Le parole le morivano in gola. Sapeva che lui non avrebbe mai accettato, e non tanto per orgoglio, quanto per l’amore che le portava, che non gli avrebbe permesso un ruolo diverso: era il suo uomo.

Se ne andò, gli fece gioco avere a disposizione la casa di sua madre, vuota ormai da tempo, che a causa della crisi economica non era riuscito ancora a vendere: o forse in cuor suo prevedeva che gli sarebbe servita?

Si trasferì lì, nella sua vecchia stanza da bambino prima, ragazzo poi, nonostante l’abitazione fosse molto ampia e gli avrebbe permesso soluzioni ben più confortevoli.

Aprì l’armadio per cercare le lenzuola con cui rifarsi il letto, e una coperta o due, che faceva freddo.

A un angolo dell’armadio, a sorpresa, ritrovò il suo vecchio orsacchiotto, dalla pezza ormai consunta, quell’orsacchiotto che gli era stato così vicino quando lui, era appena all’asilo, aveva perso il suo amico più caro, riversatosi così, sul banco di scuola, senza avere mai saputo il perché.

Rupert, così aveva chiamato il suo orsacchiotto, era diventato per lui all’improvviso un essere animato, che a lungo aveva preso il posto dell’amico perduto.

Sorrise mestamente pensando: “Ah, ma una moglie perduta non la puoi sostituire, e poi alla mia età non si sostituisce più nessuno con la fantasia!”.

Poi lo riguardò, gli balenò nella mente in un momento tutta la sua vita, la loro vita, e le ultime parole che la moglie gli aveva detto, e realizzò che no, non l’aveva perduta, che ora più che mai lei aveva bisogno di lui. Lei aveva avuto il coraggio di dirlo a se stessa, e poi a lui, ma c’erano ancora i figli, la famiglia, il mondo intero! Non l’avrebbe lasciata sola in quel frangente, lui era il suo uomo, si era impegnato davanti a Dio ad amarla, onorarla e proteggerla: quello aveva sempre fatto e quello, certo, avrebbe continuato a fare! L’avrebbe aiutata a ritrovare la sua vita e poi… e poi la vita, in qualche modo, l’avrebbe aiutato a ritrovare se stesso.

Montò in macchina e si precipitò da lei, che era fissa a guardare quel foglio con gli occhi umidi, doveva scrivere quel maledetto racconto, macché Natale, quello sarebbe stato il peggior Natale della sua vita, aveva spezzato il cuore a lui, all’ultima persona che lo meritava, lo avrebbe spezzato al resto della sua famiglia e poi? Poi per che cosa? Che cosa, che cosa avrebbe potuto portarle ormai quel maledetto Natale, qualle maledetta vita, quel maledetto amore che mai avrebbe potuto vivere alla luce del sole?

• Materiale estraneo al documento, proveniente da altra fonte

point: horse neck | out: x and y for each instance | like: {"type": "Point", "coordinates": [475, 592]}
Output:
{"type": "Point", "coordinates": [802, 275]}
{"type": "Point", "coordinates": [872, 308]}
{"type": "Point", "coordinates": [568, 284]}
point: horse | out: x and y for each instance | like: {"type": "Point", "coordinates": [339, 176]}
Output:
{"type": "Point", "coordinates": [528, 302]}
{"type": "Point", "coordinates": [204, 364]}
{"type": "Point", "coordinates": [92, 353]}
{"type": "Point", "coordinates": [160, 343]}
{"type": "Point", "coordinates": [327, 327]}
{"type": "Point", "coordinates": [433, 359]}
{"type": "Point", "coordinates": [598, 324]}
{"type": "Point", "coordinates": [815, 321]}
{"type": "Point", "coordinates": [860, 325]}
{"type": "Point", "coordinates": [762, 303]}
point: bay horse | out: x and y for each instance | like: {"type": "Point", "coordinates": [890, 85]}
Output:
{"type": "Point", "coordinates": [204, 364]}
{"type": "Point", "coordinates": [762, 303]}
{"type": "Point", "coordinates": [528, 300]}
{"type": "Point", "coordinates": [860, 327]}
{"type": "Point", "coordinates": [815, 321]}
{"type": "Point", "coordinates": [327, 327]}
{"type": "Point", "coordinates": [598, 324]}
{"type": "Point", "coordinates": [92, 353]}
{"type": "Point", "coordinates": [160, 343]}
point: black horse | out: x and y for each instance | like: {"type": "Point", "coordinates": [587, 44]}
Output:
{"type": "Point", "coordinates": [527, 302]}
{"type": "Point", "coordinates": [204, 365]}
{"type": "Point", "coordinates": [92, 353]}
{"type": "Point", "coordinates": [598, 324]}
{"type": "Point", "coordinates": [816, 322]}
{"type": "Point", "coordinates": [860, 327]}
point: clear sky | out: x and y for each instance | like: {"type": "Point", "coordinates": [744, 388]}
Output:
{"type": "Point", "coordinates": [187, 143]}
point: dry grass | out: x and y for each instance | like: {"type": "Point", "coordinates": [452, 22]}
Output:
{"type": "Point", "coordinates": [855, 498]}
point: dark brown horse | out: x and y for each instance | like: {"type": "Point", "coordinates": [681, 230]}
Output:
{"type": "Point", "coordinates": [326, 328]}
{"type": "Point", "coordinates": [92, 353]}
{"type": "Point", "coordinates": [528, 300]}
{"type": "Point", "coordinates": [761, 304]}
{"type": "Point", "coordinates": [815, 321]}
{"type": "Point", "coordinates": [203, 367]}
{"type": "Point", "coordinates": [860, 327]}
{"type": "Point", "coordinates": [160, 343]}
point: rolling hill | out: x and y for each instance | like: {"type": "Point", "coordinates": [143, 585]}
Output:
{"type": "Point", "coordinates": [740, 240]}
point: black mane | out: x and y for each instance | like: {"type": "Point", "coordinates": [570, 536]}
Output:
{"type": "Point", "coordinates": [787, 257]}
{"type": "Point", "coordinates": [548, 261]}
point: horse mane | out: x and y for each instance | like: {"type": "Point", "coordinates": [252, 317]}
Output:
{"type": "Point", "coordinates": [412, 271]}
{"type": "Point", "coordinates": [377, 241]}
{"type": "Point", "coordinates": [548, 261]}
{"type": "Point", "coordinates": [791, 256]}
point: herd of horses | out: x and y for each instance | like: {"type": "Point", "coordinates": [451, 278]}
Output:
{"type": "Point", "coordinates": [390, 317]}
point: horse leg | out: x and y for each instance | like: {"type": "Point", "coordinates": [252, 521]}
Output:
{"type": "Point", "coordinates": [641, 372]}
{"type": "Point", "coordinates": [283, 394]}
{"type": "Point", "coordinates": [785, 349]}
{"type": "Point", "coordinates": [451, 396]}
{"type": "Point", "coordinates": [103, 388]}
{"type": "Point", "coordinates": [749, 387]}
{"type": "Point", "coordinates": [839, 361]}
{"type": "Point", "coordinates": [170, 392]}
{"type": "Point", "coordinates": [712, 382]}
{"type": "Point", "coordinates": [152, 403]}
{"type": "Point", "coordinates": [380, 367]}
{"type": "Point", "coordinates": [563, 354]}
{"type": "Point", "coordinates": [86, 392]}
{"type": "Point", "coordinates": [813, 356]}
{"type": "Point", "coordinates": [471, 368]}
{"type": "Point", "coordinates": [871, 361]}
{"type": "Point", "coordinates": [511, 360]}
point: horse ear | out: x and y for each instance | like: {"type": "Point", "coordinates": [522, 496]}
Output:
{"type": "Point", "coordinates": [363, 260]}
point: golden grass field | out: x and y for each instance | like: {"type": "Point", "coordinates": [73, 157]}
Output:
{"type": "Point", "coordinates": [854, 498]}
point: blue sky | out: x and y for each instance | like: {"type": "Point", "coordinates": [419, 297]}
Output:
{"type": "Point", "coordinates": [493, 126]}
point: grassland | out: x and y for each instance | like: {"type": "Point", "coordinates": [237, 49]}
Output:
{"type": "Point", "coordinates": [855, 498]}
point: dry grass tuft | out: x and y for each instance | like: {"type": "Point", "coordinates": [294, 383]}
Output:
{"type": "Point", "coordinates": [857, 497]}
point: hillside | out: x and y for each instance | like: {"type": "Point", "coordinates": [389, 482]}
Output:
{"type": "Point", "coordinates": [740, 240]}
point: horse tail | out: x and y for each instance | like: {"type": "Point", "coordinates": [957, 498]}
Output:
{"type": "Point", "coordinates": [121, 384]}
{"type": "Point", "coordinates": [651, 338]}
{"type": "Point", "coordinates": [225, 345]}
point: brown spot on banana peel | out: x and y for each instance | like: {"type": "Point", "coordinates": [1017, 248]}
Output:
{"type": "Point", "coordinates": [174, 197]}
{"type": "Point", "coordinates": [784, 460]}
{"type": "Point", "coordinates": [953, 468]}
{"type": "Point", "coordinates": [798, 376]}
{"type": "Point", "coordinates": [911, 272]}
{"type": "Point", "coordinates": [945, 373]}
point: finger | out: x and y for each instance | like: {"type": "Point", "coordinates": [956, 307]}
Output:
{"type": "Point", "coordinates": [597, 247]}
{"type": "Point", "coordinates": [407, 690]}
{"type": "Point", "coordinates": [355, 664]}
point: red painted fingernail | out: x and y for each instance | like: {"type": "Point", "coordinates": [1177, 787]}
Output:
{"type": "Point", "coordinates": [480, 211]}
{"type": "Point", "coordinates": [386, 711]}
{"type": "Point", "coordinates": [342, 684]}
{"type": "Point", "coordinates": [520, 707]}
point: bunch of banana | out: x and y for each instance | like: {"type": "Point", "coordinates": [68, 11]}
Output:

Lui suonò il campanello, e aspettò un po’. Poi udì un passo trascinato che stentò a riconoscere: era cambiato tutto, ma cambiato non significa finito.

Lei aprì la porta, e se lo trovò davanti, con una piccola valigia. “Ho fatto un lungo viaggio” le disse, “mi ospiteresti, sorella, compagna dei momenti più belli della mia vita,  e splendida madre dei miei figli?”.

Lei scoppiò a piangere, e lo abbracciò, si abbracciarono così a lungo che sembravano essere diventati, essere tornati ad essere, una cosa sola. Poi lui le sollevò il viso, la guardò negli occhi e le disse: “Ti aiuterò, finché ne avrai bisogno. Diciamo che questo è il mio regalo di Natale”.

Lei si asciugò gli occhi, sorrise, e poi si diresse alla scrivania a riprendere il suo lavoro. Iniziò a scrivere il suo racconto di Natale a partire dalla dedica pensando, con il cuore nuovamente aperto alla gioia, “e questo sarà il mio”.

(Diemme, 1/12/2014)

Ecco, questo è il mio racconto. Nella dedica che lei farà al marito, col cuore gonfio d’amore (in senso universale), posso immaginare parole come queste, splendide, di questi versi del nostro Enrico.

Tempo Prezioso

Scende la sabbia lenta nella mia clessidra
grano dopo grano il tempo andato osservo.

Tra i granelli anche qualche scaglia d’oro:
quelli i giorni che insieme a te trascorsi.